What You Actually Need
For strength training: a way to log exercises, sets, reps, and weight. Progress tracking over time.
For cardio: distance, time, and pace tracking. Route mapping if running/cycling outdoors.
For general fitness: simple tracking of what you did and when. Anything more is optional.
Most people need basic tracking, not complex analytics or social features.
The Gamification Question
Fitness apps love badges, streaks, and achievements. These motivate some people and annoy others.
If gamification helps you show up consistently, lean into it. If it feels manipulative, choose apps with minimal social features.
The goal is consistent exercise, not impressive app achievements.
Integration and Ecosystems
Apple Watch users get significant benefits from apps with good Apple Health integration.
Android users have more fragmented fitness tracking ecosystems. Google Fit exists but isn’t as polished.
If you have a fitness watch, choose apps that integrate well with it. Manual phone logging is tedious for cardio tracking.
Privacy Considerations
Fitness apps collect detailed data about your activity, location, and sometimes health metrics.
Strava famously revealed military base locations through heat maps. Fitness tracking inherently reveals patterns.

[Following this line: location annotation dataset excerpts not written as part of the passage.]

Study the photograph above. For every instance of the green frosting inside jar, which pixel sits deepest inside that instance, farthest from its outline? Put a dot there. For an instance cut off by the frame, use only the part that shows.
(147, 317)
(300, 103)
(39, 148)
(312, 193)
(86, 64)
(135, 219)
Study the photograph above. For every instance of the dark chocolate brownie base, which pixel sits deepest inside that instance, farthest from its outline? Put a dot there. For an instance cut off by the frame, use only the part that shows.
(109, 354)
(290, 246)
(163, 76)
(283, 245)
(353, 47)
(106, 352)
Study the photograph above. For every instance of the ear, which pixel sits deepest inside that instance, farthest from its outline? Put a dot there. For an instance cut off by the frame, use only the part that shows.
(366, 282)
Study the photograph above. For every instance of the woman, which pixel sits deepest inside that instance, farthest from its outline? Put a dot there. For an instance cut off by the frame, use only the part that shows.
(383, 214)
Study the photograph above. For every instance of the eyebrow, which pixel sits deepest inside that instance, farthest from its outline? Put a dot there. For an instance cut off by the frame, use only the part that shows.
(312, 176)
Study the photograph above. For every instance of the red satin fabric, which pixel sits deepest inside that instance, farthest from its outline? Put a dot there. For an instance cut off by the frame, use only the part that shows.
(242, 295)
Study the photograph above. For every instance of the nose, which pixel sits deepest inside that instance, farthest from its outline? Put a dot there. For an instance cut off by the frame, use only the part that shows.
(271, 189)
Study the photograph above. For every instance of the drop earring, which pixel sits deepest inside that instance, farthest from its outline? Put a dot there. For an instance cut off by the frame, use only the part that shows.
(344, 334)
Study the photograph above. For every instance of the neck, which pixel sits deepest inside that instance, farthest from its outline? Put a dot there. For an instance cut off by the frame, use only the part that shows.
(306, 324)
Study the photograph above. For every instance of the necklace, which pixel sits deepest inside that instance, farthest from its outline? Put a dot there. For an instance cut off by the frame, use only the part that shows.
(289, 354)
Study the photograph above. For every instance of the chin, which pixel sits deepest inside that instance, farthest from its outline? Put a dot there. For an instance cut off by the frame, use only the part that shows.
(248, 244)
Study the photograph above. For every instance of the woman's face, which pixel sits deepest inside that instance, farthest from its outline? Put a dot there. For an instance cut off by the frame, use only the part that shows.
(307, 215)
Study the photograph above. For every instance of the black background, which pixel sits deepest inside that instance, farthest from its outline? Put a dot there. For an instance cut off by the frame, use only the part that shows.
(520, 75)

Choose apps with clear privacy policies if this concerns you. Offline-capable apps that store data locally are available.
What I Use
Strong for strength training. Clean interface and reliable logging are all I need.
Apple’s built-in Fitness app for cardio tracking. It works adequately and doesn’t require another subscription.
Spreadsheet for long-term program tracking. Apps are great for daily logging, less good for planning multi-month periodization.
This minimal stack handles everything without subscription fatigue or feature overwhelm.
Common Mistakes
Tracking everything obsessively while forgetting to actually progress. Logging workouts doesn’t make you stronger.
Comparing yourself to social media fitness achievements. Everyone posts highlights, not reality.
Changing programs constantly based on app suggestions. Consistency matters more than optimization.
Paying for premium features you don’t use. Free versions of most apps cover basic needs.
Bottom Line
The best fitness app is one that doesn’t interfere with actually exercising. Complex tracking systems that require five minutes of phone time per workout create friction.
For most people: Strong or JEFIT for strength training, basic GPS running app for cardio, nothing for activities you do for fun rather than training.
Free tiers work fine. Premium subscriptions rarely provide proportional value unless you use their specific advanced features.
Track enough to see progress and maintain consistency. Beyond that, just exercise. The app doesn’t matter nearly as much as showing up regularly.
Put the phone down and lift things, run places, or move your body. The detailed tracking is less important than the actual movement.